Ask HN: My Startup is in talks with the first customer. How do I charge them? - flyfast

I have been working on an SAAS system over the last months. I put the demo online, and now I am in talks with the first company who ist interested in using it. I am not sure how I should charge them. I am in Europe and they are in the USA. I heard bad things about PayPal, so I guess it&#x27;s not a good idea to tell them to send the money to my PayPal account? Should I just give them my IBAN and SWIFT code and tell them to wire the money via bank-2-bank transfer?
======
mtmail
We've used Stripe + [https://plasso.co/](https://plasso.co/) for the first
SaaS customers. Zero coding, invoices look professional, supports recurring
subscriptions. The customer data remains in Stripe so nothing keeps you from
building a full system around the Stripe API (or other tools) in the future.

Bank transfer should work. Be prepared that questions about the full bank
postal address come up. Not all US banks are used to intl transfers it seems.
Some banks, well credit unions, don't do intl transfers at all.

Have a look at [https://transferwise.com/](https://transferwise.com/) as well.

------
techjuice
I would recommend using Stripe and keeping the interface for billing as simple
as possible. From working with directly with the people that have to make the
payments the easier it is for them to pay, see last payments and generate
previous invoices and see if they were paid the happier they are.

If you are using Stripe and Plasso or any of the other companies that make
your work look professional, the companies should also feel comfortable using
a credit card and subscribing or doing manual payments for your SaaS. Just
remember as your SaaS grows, if the money people are happy and the SaaS is
great they will normally keep coming back.

------
andersthue
I am too building a SaaS app in europe and are looking at getting us
customers, here in europe we charge by invoice but in the us we will use
either stripe or cleverbridge as payment provider.

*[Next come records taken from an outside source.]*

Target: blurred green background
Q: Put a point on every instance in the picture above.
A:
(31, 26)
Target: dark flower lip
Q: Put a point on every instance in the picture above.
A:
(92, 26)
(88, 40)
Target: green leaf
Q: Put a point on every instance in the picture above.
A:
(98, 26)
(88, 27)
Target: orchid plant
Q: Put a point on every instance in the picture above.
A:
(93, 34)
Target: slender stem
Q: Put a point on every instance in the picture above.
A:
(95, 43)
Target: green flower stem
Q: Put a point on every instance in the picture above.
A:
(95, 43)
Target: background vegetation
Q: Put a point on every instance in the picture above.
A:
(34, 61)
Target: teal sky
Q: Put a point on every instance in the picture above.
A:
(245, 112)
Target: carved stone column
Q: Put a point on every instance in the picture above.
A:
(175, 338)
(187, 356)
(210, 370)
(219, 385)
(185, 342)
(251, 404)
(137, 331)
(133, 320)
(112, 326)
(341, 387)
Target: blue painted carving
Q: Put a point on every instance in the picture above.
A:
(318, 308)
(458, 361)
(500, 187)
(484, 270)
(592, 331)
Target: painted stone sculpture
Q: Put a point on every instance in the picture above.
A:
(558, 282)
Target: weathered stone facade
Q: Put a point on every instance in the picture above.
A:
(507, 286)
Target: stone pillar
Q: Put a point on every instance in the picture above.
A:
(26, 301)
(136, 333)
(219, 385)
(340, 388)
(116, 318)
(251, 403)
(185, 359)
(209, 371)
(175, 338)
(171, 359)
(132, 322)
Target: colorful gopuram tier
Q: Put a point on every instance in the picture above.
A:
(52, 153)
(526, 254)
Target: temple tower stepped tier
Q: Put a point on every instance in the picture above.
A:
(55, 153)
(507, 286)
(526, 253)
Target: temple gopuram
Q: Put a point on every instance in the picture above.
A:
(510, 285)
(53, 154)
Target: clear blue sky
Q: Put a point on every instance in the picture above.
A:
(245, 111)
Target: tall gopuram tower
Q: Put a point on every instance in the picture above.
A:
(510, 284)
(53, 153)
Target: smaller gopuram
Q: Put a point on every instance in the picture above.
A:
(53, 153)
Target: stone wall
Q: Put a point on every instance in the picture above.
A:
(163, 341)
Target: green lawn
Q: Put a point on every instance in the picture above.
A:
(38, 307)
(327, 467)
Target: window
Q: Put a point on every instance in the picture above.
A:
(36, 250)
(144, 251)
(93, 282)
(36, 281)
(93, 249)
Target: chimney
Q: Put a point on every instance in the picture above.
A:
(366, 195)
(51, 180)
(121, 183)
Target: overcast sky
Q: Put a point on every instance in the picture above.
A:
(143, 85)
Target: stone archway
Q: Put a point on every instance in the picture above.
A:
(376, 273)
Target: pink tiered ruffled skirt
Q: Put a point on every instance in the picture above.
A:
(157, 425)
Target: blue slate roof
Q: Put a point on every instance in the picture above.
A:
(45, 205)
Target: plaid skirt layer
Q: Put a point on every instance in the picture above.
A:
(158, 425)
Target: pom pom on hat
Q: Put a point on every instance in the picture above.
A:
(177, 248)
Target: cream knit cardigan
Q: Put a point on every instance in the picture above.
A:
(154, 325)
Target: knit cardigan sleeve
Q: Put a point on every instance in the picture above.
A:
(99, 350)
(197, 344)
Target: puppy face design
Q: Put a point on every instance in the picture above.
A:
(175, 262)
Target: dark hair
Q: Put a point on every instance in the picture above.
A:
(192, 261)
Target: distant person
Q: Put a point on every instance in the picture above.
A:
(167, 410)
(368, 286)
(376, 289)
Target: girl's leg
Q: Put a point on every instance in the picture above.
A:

Edit: The nice about cleverbridge is that they handle all vat and EU Vat moss
- Stripe is faster to setup.

------
thepredestrian
Off topic but I am curious to know - how did you manage to land your first
customer? Sales has always been an enigma for me

------
melvinram
Stripe. It's super quick to implement.

------
eonw
most americans can barely send a wire. go with stripe or something easier.